Drown called her treatment radio therapy and founded the Radio Therapy Institute as an outlet for her work. It involved placing a blood sample from a patient in a machine "tuned" to the patient and "broadcasting" healing radiations. This controversial system of treatment was developed further by George De la Warr in England. He describes her technique in several books, including The Science & Philosophy of the Drown Radio Therapy (1938) and The Theory & Technique of the Drown Radio Therapy & Radio Vision Instruments (1939).
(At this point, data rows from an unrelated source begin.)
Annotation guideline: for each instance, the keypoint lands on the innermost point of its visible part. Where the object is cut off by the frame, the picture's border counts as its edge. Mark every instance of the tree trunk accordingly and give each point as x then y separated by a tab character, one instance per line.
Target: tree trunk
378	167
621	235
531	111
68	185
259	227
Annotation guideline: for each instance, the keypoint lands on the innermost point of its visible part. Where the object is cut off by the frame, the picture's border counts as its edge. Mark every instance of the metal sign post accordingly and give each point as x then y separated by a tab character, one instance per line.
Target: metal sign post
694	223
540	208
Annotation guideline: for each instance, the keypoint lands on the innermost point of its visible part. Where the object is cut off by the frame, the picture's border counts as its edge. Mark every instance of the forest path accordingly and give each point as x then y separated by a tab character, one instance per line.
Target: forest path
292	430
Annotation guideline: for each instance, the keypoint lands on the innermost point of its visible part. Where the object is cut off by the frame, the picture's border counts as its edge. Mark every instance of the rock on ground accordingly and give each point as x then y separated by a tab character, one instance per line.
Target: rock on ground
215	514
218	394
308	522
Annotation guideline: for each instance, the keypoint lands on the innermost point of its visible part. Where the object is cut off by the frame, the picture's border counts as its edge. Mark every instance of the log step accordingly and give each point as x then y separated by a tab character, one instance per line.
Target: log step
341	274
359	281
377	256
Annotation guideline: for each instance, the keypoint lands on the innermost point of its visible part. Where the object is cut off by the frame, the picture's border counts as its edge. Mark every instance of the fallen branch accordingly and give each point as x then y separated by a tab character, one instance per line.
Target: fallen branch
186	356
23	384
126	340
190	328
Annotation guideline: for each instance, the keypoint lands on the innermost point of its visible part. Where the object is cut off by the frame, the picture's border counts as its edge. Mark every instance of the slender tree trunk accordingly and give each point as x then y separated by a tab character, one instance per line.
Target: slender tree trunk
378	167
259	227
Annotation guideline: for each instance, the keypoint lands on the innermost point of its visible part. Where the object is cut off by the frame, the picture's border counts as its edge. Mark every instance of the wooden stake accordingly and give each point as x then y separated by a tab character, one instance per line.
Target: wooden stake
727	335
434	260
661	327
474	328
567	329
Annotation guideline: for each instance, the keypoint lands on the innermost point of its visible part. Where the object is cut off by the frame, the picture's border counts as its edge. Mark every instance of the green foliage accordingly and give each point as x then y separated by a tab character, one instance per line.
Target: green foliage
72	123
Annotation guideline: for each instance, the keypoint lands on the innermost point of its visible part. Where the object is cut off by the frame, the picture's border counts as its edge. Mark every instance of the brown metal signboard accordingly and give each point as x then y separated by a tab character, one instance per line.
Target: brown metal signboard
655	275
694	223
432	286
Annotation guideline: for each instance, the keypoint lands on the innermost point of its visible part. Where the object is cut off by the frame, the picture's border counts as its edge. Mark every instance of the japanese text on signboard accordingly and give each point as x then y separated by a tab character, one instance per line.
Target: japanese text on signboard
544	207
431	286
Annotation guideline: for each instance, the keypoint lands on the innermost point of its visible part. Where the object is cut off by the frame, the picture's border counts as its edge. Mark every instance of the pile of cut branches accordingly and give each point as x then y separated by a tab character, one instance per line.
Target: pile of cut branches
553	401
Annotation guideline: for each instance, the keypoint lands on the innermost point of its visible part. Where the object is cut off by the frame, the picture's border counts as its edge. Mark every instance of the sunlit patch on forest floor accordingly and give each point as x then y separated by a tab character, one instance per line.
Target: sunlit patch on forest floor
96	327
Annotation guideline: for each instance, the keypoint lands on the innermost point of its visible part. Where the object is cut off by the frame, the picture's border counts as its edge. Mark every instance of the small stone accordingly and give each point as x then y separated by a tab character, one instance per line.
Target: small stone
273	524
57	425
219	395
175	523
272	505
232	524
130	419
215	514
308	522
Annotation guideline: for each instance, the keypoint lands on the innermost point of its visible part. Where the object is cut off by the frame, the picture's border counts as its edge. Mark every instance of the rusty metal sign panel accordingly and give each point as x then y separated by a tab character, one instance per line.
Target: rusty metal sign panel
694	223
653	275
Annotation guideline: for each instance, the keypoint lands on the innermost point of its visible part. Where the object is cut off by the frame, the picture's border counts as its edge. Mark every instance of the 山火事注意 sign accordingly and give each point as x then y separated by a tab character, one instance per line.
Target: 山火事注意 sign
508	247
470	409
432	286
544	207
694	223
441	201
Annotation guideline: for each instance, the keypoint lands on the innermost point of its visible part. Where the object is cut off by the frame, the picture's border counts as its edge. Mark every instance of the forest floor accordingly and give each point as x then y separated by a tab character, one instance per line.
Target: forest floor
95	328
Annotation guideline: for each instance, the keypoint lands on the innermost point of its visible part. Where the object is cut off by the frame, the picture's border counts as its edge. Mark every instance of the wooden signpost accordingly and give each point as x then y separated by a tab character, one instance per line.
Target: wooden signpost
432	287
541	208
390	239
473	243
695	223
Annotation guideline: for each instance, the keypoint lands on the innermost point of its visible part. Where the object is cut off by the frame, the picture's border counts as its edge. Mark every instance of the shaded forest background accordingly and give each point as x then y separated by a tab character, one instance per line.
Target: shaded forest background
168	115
Her apparatus was granted a British patent but declared "fraudulent" by the Food and Drug Administration in the 1940s. In 1950, at the request of several of Drown's supporters, an investigation was conducted at the University of Chicago. With blind controls, she was unable to make accurate diagnoses, and the American Medical Association reported on the negative results. These texts made Drown and anyone using her techniques open to charges of medical malpractice, and she soon disappeared from the public eye and lived the rest of her life in relative obscurity.
Through most of her life, Drown was also a metaphysical teacher and she developed her own system, which is presented in her book The Forty-Nine Degrees (1957). The "Gnostic" system discusses the soul's journey from heaven to earth and its eventual return, and the knowledge needed for that return.
Drown died in 1965 while awaiting trial for fraud.
Sources:
Drown, Ruth, ed. The Forty-Nine Degrees: The Road to Divine Truth. New York: Greenwich Book Publishers, 1957.
Inglis, Brian. The Case for Unorthodox Medicine. New York: Berkley Books, 1965.